Ensuite, parmi les 1.093 cardiologues interventionnels, 38% ont plus de 55 ans et 25% plus de 60 ans. Des calculs prenant en compte l'âge supposé de départ en retraite font estimer qu'"il faudra former 273 cardiologues interventionnels dans les cinq prochaines années pour remplacer les départs en retraite, soit plus de 50 par an".

Un chiffre qui pourrait être majoré, pour d'autres raisons. D'une part, le nombre de femmes, bien qu'aujourd'hui très minoritaire (7% des cardiologues interventionnels), est amené à croître, ce qui a des conséquences avec l'impossibilité de poursuivre une activité exposant aux rayonnements ionisants durant la grossesse puis le congé maternité. D'autre part, les aspirations des jeunes médecins en termes d'équilibre entre vie professionnelle et vie privée ont évolué. Or, les astreintes de cardiologie interventionnelle sont lourdes.

De ce fait, une certaine désaffection pour cette discipline a été observée. De plus, les académiciens constatent que la répartition des postes dans les différentes régions n'est pas en adéquation avec la demande; ainsi, des candidats à Reims ou Clermont-Ferrand peuvent ne pas trouver de poste alors qu'en Ile-de-France des postes ne sont pas pourvus.

Plus largement, est aussi constatée une pénurie de cardiologues en raison d'un nombre insuffisant de médecins formés dans cette spécialité, ce qui rend difficile pour certains centres d'assurer une permanence des soins en unité de soins intensifs cardiologiques (Usic), et ce d'autant plus que la mise en œuvre de la réduction du temps de travail et du repos de garde obligatoire complexifie encore la situation.

Six propositions

Pour faire face à ces difficultés annoncées, les auteurs du rapport avancent d'abord l'idée d'un regroupement de centres qui "permettrait de concentrer sur un site les moyens techniques et humains". Mais c'est pour souligner immédiatement le défaut de cette idée: cela risquerait dans certaines régions d'"augmenter le délai d'accès".

Ils font six autres propositions. Ils recommandent notamment d'"adapter le nombre de cardiologues en formation par le troisième cycle des études médicales ('docteur junior") au nombre de départs en retraite et aux modifications de pratique médicale" et d'assouplir les modalités de choix des lieux de stage.

Ensuite, ils recommandent de "créer une commission d'équivalence pour reconnaître les formations en cardiologie interventionnelle obtenues en dehors du troisième cycle des études médicales", par exemple à l'étranger, et "développer les passerelles", par exemple pour des médecins étrangers et pour des cardiologues déjà en exercice désirant s'orienter vers l'interventionnel.

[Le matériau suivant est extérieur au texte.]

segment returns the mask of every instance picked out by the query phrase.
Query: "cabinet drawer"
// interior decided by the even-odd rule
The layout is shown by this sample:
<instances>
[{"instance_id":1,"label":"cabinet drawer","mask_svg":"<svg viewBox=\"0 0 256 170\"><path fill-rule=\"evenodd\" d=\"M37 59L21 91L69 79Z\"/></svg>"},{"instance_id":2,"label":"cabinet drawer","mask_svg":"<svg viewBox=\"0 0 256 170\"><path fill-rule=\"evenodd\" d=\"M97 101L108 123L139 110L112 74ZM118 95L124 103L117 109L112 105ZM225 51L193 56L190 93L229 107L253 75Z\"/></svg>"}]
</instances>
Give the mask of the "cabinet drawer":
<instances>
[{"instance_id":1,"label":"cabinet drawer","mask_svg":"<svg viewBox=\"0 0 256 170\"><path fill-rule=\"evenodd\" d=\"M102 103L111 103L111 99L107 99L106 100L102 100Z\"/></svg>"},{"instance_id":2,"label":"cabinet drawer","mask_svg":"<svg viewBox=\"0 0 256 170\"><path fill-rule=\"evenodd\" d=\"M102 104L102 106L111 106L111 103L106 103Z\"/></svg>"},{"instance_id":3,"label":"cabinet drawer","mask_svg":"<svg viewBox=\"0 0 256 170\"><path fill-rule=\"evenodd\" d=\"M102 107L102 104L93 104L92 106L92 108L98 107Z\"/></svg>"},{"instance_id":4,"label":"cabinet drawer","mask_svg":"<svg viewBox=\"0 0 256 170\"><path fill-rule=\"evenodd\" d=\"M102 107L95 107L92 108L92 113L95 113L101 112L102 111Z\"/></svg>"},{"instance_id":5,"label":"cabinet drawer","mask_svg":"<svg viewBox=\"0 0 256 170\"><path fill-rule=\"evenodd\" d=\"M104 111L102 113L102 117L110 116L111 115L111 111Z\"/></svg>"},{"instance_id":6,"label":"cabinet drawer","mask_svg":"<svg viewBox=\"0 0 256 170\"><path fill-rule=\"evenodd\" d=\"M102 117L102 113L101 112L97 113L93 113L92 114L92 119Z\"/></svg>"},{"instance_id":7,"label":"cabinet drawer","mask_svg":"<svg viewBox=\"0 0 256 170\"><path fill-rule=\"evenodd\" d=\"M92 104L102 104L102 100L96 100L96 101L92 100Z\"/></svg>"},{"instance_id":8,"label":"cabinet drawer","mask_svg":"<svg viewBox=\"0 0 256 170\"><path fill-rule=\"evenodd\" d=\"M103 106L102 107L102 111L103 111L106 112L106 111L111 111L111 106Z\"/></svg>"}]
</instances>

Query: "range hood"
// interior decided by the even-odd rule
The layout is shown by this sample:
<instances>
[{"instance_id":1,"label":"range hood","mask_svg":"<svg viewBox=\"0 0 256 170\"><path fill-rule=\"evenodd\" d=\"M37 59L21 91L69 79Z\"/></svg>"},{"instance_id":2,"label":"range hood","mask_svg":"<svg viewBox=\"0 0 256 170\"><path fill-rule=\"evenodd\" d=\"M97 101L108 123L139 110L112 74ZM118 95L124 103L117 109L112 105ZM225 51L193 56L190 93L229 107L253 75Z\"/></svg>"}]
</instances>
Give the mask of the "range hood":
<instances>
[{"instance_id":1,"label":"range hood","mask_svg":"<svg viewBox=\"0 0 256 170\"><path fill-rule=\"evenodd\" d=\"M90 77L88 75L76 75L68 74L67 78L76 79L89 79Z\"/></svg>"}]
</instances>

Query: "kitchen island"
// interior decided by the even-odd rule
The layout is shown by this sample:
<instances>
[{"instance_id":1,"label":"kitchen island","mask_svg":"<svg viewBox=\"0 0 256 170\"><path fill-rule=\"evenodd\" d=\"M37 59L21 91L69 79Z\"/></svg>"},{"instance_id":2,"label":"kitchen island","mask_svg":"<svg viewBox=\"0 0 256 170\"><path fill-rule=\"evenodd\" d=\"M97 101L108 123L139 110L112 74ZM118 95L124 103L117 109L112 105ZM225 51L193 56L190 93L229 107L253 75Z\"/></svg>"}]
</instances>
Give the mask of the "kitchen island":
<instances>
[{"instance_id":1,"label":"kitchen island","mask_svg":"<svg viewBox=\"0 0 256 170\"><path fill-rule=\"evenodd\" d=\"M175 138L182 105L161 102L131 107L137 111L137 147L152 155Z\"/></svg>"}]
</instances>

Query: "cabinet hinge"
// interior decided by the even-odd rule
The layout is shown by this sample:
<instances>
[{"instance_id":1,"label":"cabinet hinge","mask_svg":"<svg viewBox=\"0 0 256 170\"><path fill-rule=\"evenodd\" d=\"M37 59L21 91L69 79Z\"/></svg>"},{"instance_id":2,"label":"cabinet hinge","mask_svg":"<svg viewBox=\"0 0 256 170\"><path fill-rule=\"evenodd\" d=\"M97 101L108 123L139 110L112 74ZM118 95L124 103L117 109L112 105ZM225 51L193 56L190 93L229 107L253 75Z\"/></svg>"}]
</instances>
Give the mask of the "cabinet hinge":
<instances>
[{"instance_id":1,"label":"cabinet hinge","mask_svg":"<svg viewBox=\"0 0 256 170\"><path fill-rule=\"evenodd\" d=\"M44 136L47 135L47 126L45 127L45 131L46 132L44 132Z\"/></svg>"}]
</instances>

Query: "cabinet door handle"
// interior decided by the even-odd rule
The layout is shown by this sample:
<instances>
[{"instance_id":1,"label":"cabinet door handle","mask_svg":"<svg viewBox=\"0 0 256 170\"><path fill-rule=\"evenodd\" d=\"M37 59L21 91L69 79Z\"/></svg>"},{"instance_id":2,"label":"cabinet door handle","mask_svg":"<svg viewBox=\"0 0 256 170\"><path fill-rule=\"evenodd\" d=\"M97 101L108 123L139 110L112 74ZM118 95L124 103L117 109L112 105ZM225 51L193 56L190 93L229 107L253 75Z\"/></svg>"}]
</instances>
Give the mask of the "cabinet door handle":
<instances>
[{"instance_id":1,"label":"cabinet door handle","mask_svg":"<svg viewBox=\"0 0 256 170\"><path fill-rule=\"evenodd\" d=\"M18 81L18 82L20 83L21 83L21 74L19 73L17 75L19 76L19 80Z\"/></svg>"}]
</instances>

Il faudrait aussi "rendre plus attractif l'exercice de la cardiologie interventionnelle", notamment via une revalorisation du statut de praticien hospitalier et une revalorisation des astreintes.

Enfin, de façon large, il est proposé d'"engager une réflexion avec tous les acteurs impliqués dans la prise en charge des urgences coronaires", au niveau régional en particulier. L'objectif serait d'aller vers "des collaborations entre établissements et des collaborations avec la médecine préhospitalière".

Sont également évoqués (mais sans faire partie des recommandations) la réalisation des gestes interventionnels cardiologiques par des non-cardiologues, comme les radiologues interventionnels, après une formation, ce qui "permettrait d'élargir les listes d'astreinte", ainsi que "la robotisation de la coronarographie et de l'angioplastie".

Une robotisation "permettra peut-être une prise en charge à distance: mise en place du matériel par des interventionnels non-cardiologues, voire des infirmières de pratique avancée, avec une réalisation ou supervision à distance par un cardiologue interventionnel".